Mentre perfino Donald Trump, nel bel mezzo del vertice con Kim a Hanoi, trova il tempo di ringraziare con un tweet Fca per i 4,5 miliardi di dollari di investimenti e i 6.500 nuovi posti di lavoro per la nuova fabbrica a Detroit, in Italia tocca accontentarsi. Il piano di investimenti totali per l’Italia è simile a quello della sola Detroit. A Pomigliano l’azienda ha annunciato nuovi lavori allo stabilimento – al reparto verniciature – che hanno fatto subito gridare alla messa in produzione del nuovo Suv Alfa, ma al momento non c’è nessun impegno formale e soprattutto non c’è una data per la messa in produzione mentre al Giambattista Vico il contratto di solidarietà scadrà a settembre.
Il giorno dopo la rottura fra Fca e Fiom al tavolo – ancora in apartheid – sono gli altri sindacati a farsi sentire. Preparando il terreno alla firma dell’ennesimo contratto separato che potrebbe arrivare già mercoledì prossimo.

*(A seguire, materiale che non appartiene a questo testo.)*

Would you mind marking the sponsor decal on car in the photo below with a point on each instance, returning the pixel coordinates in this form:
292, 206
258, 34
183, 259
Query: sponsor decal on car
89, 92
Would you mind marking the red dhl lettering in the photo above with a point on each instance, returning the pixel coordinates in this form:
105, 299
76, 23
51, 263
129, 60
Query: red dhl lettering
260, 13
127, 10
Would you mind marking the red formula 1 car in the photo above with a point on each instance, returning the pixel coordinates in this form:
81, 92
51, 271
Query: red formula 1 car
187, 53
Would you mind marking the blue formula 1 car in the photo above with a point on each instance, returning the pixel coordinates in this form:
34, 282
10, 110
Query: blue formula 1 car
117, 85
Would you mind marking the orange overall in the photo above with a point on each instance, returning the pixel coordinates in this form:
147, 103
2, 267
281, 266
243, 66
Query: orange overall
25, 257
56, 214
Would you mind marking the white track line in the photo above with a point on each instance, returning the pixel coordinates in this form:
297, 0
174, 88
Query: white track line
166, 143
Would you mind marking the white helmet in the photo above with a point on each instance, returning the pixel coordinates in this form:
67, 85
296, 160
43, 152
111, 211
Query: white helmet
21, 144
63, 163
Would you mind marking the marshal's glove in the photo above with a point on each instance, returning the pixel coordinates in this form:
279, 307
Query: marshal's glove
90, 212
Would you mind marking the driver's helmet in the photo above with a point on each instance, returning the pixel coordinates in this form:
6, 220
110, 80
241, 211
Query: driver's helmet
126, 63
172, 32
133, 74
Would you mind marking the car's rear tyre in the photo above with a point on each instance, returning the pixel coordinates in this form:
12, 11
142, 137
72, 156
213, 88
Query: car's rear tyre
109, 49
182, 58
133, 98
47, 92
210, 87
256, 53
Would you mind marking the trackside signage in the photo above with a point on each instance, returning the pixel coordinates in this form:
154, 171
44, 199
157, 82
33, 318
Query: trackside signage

Ieri sono arrivate dichiarazioni incendiarie da parte del segretario della Fim Marco Bentivogli. Dopo aver difeso Fca su Detroit – «Per chi conosce imprese e lavoro, gli stabilimenti in Michigan andavano rifatti da tempo perché molto più indietro anche di Pomigliano», peccato che si tratti di una fabbrica nuova – Bentivogli ha attaccato la Fiom: «La rottura era attesa, con loro avevamo atteso 7 mesi, fatto incontri per trovare una sintesi comune, da un giorno all’altro abbiamo visto la loro piattaforma sul loro sito nazionale». In realtà il tentativo di presentare una piattaforma unitaria era saltato per la richiesta di Fim e Uilm di riconoscere (e firmare) il contratto precedente, inaccettabile per la Fiom.
Più pacata la reazione della Uilm. «Siamo sempre rammaricati quando un percorso di collaborazione non va a buon fine – spiega il segretario nazionale con delega all’auto Gianluca Ficco -. Andiamo avanti negli interessi dei lavoratori, il 5 e il 6 cercheremo di chiudere anche se Fca ci chiede molto sul capitolo malattie e codice disciplinare, mentre noi abbiamo chiesto un aumento sulla paga base del 10 per cento in 4 anni. Se non riuscissimo a chiudere e a firmare il contratto si aprirebbero problemi complessi», pronostica Ficco. La Uilm poi concorda con la richiesta della Fiom di un tavolo ministeriale sul futuro dell’intero settore dell’auto. «Invece che incaponirsi su una battaglia folle per l’elettrico che favorirà solo i gruppi asiatici che sono molto più avanti di Fca, il governo dovrebbe riunire tutti gli attori dell’automotive e noi sindacati per decidere quale strada imboccare per il futuro specie in questo momento in cui nessuno sa prevedere come andrà il mercato e, ad esempio, quante 500 elettriche saranno vendute a Mirafiori», conclude Ficco citando lo stabilimento italiano più in difficoltà.
E sempre ieri è stato il responsabile Relazioni industriali di Fca Pietro De Biasi a confermare i numeri e i timori nell’audizione alla Camera in commissione lavoro. Se De Biasi ha confermato che ben «il 90% degli utili di Fca sono realizzati nel mercato Nafta dove gli Stati Uniti giocano la parte del leone», la previsione sugli impatti occupazionali del «processo irreversibile verso il motore elettrico» «con la carenza di infrastrutture dedicate all’auto elettrica e la «presenza di un mercato in Italia dello 0,5%, con una media Ue al 2%», potrebbero tradursi in un «impatto occupazionale significativo su tutta la filiera», ha aggiunto citando alcuni dati di uno studio tedesco. «Un impatto negativo che non si avrebbe invece – ha concluso De Biasi – con il passaggio a veicoli ibridi».